Long-term futures trading easily falls into the cycle of "making small profits and losing big money." How to break this vicious circle?
Don't let your mindset dictate your actions; firmly stick to your strategy and trading rules.
What causes this?
Seeing a good signal and entering the market, making a small profit, and then hurriedly exiting. Afraid of profit retracement, feeling pleased with making a little money. But once there's a missed opportunity or being trapped, the mindset collapses immediately.
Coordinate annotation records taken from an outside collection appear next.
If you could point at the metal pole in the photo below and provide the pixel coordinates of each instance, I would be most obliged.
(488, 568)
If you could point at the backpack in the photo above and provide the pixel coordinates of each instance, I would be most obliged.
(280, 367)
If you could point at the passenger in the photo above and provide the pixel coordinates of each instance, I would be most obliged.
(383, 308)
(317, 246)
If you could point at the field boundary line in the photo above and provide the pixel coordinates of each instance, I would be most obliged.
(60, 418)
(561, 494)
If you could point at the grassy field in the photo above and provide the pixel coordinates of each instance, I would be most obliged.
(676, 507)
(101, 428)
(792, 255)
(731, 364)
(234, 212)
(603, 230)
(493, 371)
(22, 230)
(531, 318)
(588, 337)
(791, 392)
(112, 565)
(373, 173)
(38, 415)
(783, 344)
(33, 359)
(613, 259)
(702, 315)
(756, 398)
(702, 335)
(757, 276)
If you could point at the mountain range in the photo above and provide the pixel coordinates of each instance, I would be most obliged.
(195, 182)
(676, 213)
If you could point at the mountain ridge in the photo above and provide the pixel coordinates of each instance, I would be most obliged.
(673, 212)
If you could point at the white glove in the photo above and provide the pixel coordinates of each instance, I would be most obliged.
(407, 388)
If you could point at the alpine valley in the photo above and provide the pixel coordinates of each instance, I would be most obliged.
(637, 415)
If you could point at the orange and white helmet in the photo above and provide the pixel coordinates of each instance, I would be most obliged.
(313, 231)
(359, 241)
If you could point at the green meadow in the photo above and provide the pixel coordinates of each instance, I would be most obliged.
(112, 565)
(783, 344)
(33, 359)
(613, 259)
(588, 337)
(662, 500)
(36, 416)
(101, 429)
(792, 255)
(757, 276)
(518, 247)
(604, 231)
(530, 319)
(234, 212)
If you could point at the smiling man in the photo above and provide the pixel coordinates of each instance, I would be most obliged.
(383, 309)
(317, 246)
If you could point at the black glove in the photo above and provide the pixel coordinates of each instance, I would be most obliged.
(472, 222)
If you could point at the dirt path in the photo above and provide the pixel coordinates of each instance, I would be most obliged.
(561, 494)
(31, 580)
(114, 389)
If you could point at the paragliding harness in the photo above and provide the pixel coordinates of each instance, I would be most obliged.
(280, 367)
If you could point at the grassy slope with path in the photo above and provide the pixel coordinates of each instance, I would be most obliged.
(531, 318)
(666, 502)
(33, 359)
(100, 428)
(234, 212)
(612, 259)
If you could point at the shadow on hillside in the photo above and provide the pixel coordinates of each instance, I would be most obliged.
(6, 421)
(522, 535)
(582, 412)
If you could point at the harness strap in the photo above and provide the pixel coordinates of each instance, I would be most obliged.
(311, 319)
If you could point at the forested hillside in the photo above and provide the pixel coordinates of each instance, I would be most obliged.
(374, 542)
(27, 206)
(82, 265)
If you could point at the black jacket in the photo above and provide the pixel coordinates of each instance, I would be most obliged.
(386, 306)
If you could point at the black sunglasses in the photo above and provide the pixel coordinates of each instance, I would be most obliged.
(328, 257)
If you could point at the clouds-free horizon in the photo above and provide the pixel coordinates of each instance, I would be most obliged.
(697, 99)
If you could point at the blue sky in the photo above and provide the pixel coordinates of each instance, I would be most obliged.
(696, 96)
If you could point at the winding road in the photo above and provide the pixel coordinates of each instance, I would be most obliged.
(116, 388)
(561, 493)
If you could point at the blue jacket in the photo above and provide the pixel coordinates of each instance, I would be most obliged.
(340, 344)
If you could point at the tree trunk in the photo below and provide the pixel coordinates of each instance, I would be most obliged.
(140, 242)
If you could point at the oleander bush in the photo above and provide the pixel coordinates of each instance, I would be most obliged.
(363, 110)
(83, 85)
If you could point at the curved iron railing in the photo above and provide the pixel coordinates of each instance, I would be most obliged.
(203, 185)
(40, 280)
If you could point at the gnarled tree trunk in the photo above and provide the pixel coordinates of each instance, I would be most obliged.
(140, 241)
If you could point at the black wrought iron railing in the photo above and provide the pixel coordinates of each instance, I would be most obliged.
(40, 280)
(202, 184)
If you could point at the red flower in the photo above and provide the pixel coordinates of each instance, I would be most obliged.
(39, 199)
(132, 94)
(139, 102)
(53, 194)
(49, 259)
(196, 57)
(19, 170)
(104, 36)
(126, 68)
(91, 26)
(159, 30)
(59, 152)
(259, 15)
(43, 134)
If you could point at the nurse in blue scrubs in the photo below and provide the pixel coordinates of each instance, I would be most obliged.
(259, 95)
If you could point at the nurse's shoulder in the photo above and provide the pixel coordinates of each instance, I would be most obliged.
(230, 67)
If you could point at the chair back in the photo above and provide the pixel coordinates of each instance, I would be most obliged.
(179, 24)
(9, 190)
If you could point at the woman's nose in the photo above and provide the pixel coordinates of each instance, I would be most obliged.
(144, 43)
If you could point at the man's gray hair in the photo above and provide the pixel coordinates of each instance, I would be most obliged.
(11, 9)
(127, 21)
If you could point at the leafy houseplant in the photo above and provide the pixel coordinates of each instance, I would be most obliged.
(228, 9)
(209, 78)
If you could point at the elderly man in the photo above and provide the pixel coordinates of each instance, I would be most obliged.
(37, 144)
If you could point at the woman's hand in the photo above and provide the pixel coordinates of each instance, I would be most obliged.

Regardless of whether the long-term trend has reversed or whether the key signal is still there, in a moment of heat, over-leverage, or blindly chasing others' strong varieties. The result is that all the small profits are lost, and quite a bit more is lost.
Who can we blame for such issues? Not the market.
Blame yourself for treating the fantasies in your head as the market's reality; when greed and fear take over, you throw your trading system out the window.
Finding a solution is actually simple; just two things: First, don't rush to exit when making small profits.
As long as the multi-cycle resonant trend is intact and the key support and resistance levels are not broken, hold onto the position and let the profits follow the market.
Don't be overly anxious about small floating profits and miss out on big trends. Second, when losing, don't stubbornly hold on. Set a stop-loss level before entering, and this stop-loss level must be a critical point where the multi-cycle resonance fails, not just a random number you thought of.
Once the stop-loss is triggered, leave the market without hesitation; absolutely do not entertain the thought of averaging down your costs. Also, don't be envious of others' positions.
No matter how well someone else's asset performs, if it doesn't fit your system, don't touch it.